Entropy's description is the basic standard of literary criticism, often called structuralism--you assume that the author's thoughts and feelings are important to the text, and try to determine through the text what those thoughts and feelings are. In other words, you assume that the book has a message or theme and try to figure out what it is. All other forms of literary criticism tend to use Structuralism as a base, but they don't have to; in general, the more popular forms of modern criticism ignore the author's intent and look instead at what the book itself is saying, whether the author intended it or not.
Deconstruction is a little different because it is most commonly used in two very weird ways. The first is just what MoD described: college students who use it as an excuse to disagree with other people and accepted literary conventions. The second is almost completely backwards of traditional criticism: instead of using a form of analysis to say something about a book, people use a given book to say something about their preferred form of analysis. I used both methods pretty often in college (I was a deconstructionist almost exclusively), but I've grown tired of them, to be honest, because they smack of people trying to look smart by showing off.

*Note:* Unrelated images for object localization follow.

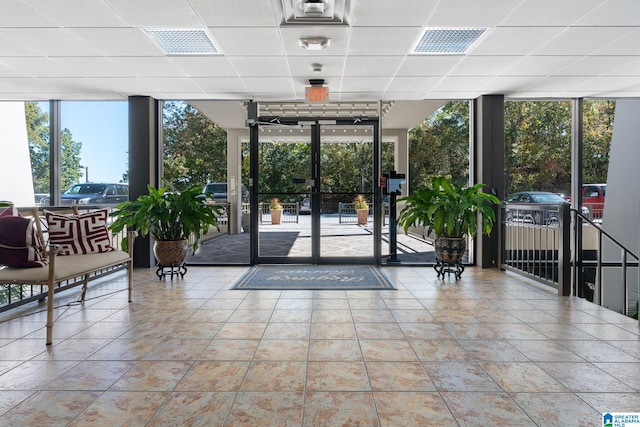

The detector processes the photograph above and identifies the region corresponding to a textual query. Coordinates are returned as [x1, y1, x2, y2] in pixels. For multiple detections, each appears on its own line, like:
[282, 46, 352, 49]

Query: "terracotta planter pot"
[434, 237, 466, 264]
[270, 209, 282, 225]
[356, 209, 369, 225]
[153, 239, 189, 266]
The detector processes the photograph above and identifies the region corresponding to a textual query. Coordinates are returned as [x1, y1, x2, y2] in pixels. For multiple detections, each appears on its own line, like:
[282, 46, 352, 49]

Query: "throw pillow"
[45, 209, 115, 256]
[0, 207, 47, 268]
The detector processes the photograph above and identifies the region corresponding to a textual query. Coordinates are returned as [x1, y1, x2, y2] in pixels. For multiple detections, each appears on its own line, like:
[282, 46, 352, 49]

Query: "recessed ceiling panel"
[413, 28, 487, 54]
[144, 29, 219, 55]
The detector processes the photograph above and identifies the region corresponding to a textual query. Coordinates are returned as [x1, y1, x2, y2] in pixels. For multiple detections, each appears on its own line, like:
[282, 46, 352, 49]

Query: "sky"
[42, 101, 129, 185]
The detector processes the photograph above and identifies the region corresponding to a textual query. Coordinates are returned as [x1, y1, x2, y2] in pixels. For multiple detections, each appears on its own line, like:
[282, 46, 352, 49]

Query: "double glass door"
[250, 119, 380, 264]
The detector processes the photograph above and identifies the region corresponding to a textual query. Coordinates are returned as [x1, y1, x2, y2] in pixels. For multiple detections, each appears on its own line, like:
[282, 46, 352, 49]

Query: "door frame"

Every now and then, however, you can find a piece of criticism that actually takes deconstructionist ideas and does something interesting with them. The "relying on what your denying" aspect is one of these, because it challenges the world of literary analysis in (ironically) constructive ways, forcing you to consider ideas and patterns that previous schools of thought have ignored.
In my opinion, however, most deconstructionists are too enamored with their own esoteric-ness to be of much use. The ideas need to become more common and, subsequently, more approachable, before we'll be able to learn much from them. They're still loads of fun to play with, though.